Most recently, his “Cobra Club” multiplayer game involving taking and sending pictures of your character’s "anatomy" to other characters who message you in the game, has generated headlines for its realistic portrayals and humor. It explores comfort with different body types along with issues of consent, inclusion and privacy, not to mention the titillation factor.

 Yang has developed several games dealing with sex that have realistic consequences to a player’s actions. In another game, a player can be physically locked out  if they go beyond the boundary of consent. In another game, players must arrive at the proper real-word time or else they’ll miss their encounter. All games start with getting consent to proceed.

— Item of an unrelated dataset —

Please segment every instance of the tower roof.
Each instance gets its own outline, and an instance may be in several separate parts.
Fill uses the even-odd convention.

If a player says no, that’s totally fine, because it’s about choice.

Sex in video games can be useful teaching tools. “Games are logic taking the shape of something and made visible,” said Yang.

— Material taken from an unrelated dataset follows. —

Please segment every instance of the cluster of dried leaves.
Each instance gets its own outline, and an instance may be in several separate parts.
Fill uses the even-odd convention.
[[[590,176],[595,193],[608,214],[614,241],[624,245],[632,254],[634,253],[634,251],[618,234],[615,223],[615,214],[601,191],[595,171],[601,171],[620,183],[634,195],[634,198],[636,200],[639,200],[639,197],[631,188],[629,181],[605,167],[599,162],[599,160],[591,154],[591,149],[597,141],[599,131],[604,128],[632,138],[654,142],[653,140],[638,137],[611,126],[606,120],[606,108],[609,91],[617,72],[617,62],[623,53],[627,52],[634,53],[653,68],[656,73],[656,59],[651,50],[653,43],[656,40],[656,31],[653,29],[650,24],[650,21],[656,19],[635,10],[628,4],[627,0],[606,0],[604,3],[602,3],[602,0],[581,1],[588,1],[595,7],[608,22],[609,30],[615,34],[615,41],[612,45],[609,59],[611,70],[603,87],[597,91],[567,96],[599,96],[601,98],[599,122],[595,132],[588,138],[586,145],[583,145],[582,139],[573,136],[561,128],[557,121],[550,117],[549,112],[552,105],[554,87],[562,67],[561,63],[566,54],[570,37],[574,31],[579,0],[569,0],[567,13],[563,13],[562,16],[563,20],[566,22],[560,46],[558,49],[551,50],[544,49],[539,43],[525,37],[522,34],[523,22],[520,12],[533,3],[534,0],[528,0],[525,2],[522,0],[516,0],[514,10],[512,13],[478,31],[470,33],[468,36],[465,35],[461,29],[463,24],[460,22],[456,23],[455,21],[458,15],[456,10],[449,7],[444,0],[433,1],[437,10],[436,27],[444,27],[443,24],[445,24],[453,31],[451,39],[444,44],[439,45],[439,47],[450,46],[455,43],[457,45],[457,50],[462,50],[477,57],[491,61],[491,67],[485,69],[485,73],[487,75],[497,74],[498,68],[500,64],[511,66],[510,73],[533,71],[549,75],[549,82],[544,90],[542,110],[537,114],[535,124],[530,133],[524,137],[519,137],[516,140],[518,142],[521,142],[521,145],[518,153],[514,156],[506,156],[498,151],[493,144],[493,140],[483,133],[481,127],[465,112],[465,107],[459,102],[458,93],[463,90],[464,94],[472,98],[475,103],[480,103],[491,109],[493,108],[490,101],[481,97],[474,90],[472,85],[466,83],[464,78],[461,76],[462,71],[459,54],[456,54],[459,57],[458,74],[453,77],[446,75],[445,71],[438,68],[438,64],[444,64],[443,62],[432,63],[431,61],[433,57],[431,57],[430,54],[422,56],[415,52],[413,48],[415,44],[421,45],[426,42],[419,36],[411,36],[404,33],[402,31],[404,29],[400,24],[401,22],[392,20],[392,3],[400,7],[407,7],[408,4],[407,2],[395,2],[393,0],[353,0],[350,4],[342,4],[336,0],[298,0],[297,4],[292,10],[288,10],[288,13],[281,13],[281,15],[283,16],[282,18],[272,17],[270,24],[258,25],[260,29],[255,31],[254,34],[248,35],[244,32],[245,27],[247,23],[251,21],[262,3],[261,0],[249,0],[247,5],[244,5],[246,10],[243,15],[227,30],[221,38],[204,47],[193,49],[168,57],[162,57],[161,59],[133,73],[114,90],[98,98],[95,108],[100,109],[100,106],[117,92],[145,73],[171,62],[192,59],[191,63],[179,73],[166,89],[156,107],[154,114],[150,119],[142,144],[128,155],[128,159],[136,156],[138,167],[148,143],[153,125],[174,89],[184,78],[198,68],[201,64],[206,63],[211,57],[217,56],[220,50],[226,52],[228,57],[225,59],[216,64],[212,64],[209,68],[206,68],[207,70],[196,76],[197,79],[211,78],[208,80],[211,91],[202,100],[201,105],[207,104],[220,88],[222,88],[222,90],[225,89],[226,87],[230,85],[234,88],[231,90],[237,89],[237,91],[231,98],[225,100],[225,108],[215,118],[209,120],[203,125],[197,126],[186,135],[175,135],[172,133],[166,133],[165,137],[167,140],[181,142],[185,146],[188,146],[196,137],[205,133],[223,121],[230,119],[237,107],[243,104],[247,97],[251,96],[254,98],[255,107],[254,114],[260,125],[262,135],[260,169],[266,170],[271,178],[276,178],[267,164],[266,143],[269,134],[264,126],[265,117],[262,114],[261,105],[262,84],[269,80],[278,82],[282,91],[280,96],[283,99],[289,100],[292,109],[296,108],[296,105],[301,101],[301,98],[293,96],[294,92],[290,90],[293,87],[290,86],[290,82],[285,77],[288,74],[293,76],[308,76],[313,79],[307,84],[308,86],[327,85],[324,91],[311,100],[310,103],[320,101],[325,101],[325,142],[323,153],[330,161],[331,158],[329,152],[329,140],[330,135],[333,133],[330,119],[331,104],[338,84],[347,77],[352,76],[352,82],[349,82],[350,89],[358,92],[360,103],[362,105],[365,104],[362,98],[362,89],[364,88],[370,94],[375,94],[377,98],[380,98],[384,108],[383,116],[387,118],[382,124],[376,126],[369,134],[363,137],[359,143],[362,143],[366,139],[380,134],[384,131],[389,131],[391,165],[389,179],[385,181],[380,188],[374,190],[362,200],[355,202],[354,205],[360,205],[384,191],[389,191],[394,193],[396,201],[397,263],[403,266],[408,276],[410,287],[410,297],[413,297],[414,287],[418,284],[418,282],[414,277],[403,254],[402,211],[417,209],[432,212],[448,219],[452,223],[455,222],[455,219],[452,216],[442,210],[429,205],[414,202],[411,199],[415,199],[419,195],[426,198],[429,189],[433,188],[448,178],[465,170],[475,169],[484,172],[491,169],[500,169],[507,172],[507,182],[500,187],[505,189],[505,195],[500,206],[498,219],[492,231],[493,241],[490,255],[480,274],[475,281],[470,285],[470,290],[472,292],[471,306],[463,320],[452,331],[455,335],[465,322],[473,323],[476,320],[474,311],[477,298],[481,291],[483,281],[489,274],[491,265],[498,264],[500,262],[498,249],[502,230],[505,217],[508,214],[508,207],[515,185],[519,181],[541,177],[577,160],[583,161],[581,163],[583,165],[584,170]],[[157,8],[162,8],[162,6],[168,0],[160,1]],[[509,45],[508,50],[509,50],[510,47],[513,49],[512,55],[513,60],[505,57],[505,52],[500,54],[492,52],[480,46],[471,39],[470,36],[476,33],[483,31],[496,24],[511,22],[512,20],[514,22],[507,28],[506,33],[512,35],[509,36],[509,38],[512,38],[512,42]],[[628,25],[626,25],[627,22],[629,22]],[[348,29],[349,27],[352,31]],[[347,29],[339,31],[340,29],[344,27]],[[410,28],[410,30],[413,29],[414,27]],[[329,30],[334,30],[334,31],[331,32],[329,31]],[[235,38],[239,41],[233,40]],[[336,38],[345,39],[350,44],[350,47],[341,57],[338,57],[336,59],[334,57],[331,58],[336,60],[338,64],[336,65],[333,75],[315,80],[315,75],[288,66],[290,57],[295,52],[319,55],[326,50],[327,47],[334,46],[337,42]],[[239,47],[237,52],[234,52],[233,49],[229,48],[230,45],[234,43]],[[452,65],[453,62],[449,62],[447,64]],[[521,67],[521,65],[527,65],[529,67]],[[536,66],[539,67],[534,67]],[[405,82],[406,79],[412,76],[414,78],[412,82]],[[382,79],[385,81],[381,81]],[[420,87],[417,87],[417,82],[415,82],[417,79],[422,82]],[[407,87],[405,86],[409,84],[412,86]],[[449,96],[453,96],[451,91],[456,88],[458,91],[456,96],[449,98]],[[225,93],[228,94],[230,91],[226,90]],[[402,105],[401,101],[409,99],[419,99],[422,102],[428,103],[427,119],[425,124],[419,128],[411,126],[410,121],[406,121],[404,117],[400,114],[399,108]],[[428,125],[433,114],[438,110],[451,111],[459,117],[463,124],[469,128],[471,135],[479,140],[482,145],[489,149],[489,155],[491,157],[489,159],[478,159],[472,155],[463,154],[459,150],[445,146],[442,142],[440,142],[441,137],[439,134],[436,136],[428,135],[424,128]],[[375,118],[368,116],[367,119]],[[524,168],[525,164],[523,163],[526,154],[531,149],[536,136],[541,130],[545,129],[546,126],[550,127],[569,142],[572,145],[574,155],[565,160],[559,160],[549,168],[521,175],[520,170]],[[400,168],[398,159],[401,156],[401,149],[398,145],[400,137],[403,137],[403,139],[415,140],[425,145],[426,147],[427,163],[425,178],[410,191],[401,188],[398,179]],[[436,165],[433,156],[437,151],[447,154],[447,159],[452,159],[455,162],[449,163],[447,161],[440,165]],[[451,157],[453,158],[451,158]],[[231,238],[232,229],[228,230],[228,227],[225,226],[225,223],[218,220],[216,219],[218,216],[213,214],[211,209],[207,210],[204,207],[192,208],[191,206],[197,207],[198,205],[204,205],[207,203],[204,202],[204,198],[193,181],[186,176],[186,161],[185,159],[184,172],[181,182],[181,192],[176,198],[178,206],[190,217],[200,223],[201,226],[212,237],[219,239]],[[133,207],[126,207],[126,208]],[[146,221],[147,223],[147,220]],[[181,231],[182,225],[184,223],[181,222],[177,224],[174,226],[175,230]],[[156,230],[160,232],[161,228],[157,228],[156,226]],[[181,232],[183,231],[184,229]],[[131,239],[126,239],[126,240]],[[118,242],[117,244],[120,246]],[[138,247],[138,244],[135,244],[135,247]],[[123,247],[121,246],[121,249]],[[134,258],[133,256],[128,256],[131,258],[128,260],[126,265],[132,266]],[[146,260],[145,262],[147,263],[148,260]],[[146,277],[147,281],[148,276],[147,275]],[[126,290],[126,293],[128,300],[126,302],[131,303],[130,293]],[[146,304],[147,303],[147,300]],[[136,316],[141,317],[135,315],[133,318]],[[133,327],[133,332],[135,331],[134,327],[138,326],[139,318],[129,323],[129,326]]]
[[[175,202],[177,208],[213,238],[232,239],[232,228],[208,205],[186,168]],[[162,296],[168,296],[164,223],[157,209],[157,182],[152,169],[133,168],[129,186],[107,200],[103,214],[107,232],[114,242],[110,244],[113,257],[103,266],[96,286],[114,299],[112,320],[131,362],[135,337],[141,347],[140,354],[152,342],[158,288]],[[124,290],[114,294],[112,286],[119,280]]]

Players have control over their experiences, which means they can stop or proceed as they see fit. “When you’re playing ‘Tetris,’ for example, you’re doing all this spatial and cognitive thinking,” Yang added.

Any actions by the player, or questions that arise, can lead to new insights about who they are and what sex means to them. “With sex in games, you can perform your assumptions about sex and the system can respond to that,” said Yang.

It turns out there’s high demand for these types of titles. Other art forms can talk about sex, but there’s been baggage with the subject in video games, according to Yang. Consider that when sex in a game garners public attention, it’s usually for all the wrong reasons, whether it’s the incorporation of violence or negative portrayals of sexuality.

There are still plenty of barriers, but thanks to developers like Yang, there are more games letting players learn all the weird, awkward, funny and emotional aspects of sex.